After a couple of hours we made it down to the Paris Theatre, perhaps the last cinema in Manhattan that has an aura of yesteryear; its velvet, dove gray curtains falling in quiet grandeur in front of the screen, parting only for one preview, followed by the feature. And the film, “The Deep Blue Sea,” also a relic of the past, whose main character we watch teeter on the edge of her barren interior, desperate for misguided love; anything to fill the ruin that WWII brought – not just the ruin of streets and homes, but the ruin of something worth fight for. I thought it a brave film. So much braver than the conversation I overheard some 30 minutes later where we sat at a communal table in a restaurant.

Next to us a man in his 50’s, sleek skin and a head of steely-cropped curls is waiting for the bill. His 20-ish daughter’s youthful perfection somehow null and void – too many spa sessions perhaps?

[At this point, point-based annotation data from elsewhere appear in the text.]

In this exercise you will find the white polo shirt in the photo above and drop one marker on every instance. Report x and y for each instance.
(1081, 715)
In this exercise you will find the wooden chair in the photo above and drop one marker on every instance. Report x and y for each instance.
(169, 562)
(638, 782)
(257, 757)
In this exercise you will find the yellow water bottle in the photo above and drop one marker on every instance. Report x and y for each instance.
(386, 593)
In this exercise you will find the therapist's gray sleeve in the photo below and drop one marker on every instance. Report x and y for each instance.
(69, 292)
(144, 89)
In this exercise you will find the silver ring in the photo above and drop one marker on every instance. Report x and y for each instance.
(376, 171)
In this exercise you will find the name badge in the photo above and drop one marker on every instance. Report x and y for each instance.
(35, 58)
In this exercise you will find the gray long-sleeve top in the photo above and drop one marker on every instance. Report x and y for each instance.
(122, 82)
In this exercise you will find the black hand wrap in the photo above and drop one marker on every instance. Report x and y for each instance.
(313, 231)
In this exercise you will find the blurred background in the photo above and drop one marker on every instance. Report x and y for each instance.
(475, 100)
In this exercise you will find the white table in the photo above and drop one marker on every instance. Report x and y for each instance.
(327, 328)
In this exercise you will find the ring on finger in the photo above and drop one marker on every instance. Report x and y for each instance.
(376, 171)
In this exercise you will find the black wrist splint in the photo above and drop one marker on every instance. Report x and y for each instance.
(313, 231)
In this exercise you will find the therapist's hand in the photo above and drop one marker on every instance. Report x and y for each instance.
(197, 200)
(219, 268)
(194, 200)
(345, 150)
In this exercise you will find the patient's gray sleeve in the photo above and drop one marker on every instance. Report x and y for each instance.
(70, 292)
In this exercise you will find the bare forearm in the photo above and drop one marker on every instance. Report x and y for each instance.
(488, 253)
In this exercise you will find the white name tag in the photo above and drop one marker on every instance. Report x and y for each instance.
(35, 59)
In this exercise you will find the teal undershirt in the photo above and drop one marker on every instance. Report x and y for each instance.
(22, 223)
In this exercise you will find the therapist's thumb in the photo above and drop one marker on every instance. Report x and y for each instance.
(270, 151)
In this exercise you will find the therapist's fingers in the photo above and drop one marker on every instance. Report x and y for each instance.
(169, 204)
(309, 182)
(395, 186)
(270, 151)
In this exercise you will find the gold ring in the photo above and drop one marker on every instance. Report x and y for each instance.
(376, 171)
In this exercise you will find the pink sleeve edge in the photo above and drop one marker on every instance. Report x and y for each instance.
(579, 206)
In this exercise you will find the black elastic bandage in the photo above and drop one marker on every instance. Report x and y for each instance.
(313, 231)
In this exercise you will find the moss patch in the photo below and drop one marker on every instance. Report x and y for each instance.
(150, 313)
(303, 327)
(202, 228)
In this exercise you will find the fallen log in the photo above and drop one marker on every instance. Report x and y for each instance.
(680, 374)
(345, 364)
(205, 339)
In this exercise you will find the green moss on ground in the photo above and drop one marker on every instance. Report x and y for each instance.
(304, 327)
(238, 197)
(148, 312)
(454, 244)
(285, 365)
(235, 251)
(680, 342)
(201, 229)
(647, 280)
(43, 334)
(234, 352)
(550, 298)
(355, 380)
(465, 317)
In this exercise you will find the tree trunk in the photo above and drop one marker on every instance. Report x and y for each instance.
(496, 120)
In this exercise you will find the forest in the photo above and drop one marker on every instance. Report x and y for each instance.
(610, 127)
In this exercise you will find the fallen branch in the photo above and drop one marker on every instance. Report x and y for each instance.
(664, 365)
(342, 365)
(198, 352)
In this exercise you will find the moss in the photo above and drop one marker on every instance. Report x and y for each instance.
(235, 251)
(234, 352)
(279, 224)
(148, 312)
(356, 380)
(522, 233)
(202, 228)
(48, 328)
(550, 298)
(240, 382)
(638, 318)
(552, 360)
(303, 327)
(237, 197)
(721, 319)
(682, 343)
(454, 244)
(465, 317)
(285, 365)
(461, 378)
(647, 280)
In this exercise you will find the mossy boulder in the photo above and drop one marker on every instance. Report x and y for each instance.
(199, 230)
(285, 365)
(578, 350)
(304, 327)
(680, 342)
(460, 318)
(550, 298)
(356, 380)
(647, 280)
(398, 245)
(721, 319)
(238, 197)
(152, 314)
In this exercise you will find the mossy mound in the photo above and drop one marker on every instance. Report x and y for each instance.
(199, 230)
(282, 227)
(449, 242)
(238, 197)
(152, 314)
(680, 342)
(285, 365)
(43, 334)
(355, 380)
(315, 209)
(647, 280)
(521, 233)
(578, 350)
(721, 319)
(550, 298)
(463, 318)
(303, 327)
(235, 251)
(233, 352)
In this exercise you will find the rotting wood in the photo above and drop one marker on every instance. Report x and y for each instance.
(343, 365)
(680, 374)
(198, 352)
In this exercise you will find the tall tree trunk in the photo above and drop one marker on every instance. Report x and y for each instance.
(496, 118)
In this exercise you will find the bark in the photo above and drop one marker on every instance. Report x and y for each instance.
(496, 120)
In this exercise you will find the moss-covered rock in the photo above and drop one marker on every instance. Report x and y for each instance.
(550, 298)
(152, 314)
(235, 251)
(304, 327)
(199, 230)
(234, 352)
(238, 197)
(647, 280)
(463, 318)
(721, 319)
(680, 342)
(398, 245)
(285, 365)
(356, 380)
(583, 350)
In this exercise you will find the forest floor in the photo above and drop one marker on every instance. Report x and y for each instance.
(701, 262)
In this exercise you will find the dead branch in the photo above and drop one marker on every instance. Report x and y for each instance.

FATHER: “As a grandparent I’ll be pretty much how I was as a parent; I won’t get involved with their emotional lives, but I’ll take them places.
DAUGHTER: “Awesome.”
FATHER:  At least I have all my hair.
DAUGHTER: it’s so amazing.
FATHER: I’d be gay but I love girls… I go to musicals…
The waiter brings the bill. Not to be deterred from what he considers a really hip conversation with his daughter the father continues:
FATHER: I think your mother and I sexually fulfilled our stereotypical roles.”
DAUGHTER: Totally. More than.

Joel returns from the men’s room, his shaved head gleaming, his smile, true north. I come in from the wasteland.